Beauty may be in the eye of the beholder, but legal requirements for waste disposal are non-negotiable. As urban areas become more congested, existing landfills are reaching capacity and many regions are running out of room to establish new ones.

To cope with mounting trash problems, many states and municipalities are mandating that property owners divert as much waste from landfills as possible. In these cases, recycling is the key to avoiding pricey overage fees as well as fines for non-compliance with regulations and local ordinances.

When designing or renovating a multifamily facility, figuring out how much space you need and staying in budget are usually top concerns.

To estimate costs, start with the number of units in your facility and then estimate how much garbage each unit generates. Once you know the amount of trash your facility produces, you can calculate how much space you’ll need to allocate for waste disposal and recycling. Next, configure your waste disposal area so that sanitation trucks can easily access dumpsters and compactors.

Enabling sanitation workers to fill trucks to capacity will reduce the frequency of trash pickups and lower your monthly trash and recycling costs.

Invest in the right equipment

To save space and dispose of trash as efficiently as possible, many multiunit facilities invest in compactors. Compactors vary by size and function, so evaluate your needs if you decide to invest in this equipment.

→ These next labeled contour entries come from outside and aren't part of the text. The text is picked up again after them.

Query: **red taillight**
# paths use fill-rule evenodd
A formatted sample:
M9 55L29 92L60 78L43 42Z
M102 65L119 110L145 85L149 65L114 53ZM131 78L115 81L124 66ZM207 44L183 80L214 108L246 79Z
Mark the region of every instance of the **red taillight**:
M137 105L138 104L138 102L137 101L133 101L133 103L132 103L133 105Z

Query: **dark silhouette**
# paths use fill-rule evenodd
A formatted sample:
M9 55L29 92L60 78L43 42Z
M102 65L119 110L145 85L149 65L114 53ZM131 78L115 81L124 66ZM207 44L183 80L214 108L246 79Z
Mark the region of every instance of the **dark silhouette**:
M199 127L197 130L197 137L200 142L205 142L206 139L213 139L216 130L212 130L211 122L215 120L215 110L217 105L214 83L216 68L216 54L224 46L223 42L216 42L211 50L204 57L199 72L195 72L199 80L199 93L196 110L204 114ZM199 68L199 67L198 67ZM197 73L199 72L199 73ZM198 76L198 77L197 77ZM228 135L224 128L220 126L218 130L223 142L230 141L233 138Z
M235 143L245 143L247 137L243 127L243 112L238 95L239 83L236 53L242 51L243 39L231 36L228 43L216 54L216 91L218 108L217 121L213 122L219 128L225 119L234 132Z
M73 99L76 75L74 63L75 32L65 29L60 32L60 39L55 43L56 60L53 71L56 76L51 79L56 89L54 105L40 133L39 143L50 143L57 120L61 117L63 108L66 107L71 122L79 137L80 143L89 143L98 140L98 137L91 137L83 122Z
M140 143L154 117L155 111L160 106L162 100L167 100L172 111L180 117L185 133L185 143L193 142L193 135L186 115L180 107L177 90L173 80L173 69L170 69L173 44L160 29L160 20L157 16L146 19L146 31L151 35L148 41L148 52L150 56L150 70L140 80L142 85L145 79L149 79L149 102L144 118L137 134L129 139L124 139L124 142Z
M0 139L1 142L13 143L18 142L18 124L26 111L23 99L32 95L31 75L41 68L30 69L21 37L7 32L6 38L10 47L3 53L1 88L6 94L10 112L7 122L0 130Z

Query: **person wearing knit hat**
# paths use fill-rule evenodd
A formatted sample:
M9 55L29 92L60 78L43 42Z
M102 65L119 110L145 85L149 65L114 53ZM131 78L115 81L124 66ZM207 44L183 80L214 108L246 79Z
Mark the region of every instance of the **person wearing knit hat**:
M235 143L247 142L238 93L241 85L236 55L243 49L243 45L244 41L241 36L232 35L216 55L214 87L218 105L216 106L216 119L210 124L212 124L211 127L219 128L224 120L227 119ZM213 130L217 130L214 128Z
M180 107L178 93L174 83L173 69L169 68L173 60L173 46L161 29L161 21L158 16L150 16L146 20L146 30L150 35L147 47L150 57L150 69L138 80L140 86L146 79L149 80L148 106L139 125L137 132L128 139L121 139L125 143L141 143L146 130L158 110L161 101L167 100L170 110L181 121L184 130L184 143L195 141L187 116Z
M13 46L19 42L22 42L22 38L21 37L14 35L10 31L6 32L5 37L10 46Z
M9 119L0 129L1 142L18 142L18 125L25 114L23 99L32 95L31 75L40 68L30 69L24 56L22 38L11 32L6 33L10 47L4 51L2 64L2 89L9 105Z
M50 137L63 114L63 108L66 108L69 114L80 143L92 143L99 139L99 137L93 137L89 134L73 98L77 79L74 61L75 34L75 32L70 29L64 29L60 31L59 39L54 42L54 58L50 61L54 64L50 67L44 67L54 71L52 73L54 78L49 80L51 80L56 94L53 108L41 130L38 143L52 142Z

Whereas self-contained compactors are best for liquid waste (or organic waste that has the potential to become a liquid), stationary compactors are better for non-organic, dry trash and can be loaded onto trucks and hauled to nearby recycling facilities and landfills. Another popular choice are horizontal compactors; these hold up to 30 cubic yards of waste and attach to a chute, providing residents with no-contact, convenient waste disposal, particularly during C19.

You’ll need to decide whether to buy or lease your compactor. In many cases, purchasing a compactor is the better option because you own the equipment outright and control maintenance.

However, if you don’t want to assume responsibility for repairs or don’t have the budget to make a capital investment up front, leasing may be a better choice.

When placing stationary compactors, make sure there is enough clearance for building pipes and vehicles. Where possible, locate waste disposal at street level to give garbage and recycling trucks easy access.

Seek advice

If you already have your hands full staying on top of the many tasks that come with managing a multifamily housing facility, contracting with a third party for waste management can provide some welcome relief.

An experienced vendor can perform a trash audit to maximize recycling benefits, help you design a waste disposal area, and even train residents on how to how to recycle correctly. Ultimately, working with a qualified facility services provider allows you to focus on what really matters—improving quality of life for your residents.

When designing apartment communities, waste disposal is often treated as an afterthought. However, establishing a functional, convenient trash and recycling area can reduce costs for you and your residents, plus enhance the aesthetics, safety and profitability of your property.

Whether developing a new multifamily community or upgrading an existing project, figuring out how to dispose of waste early in the design phase saves money in the long run.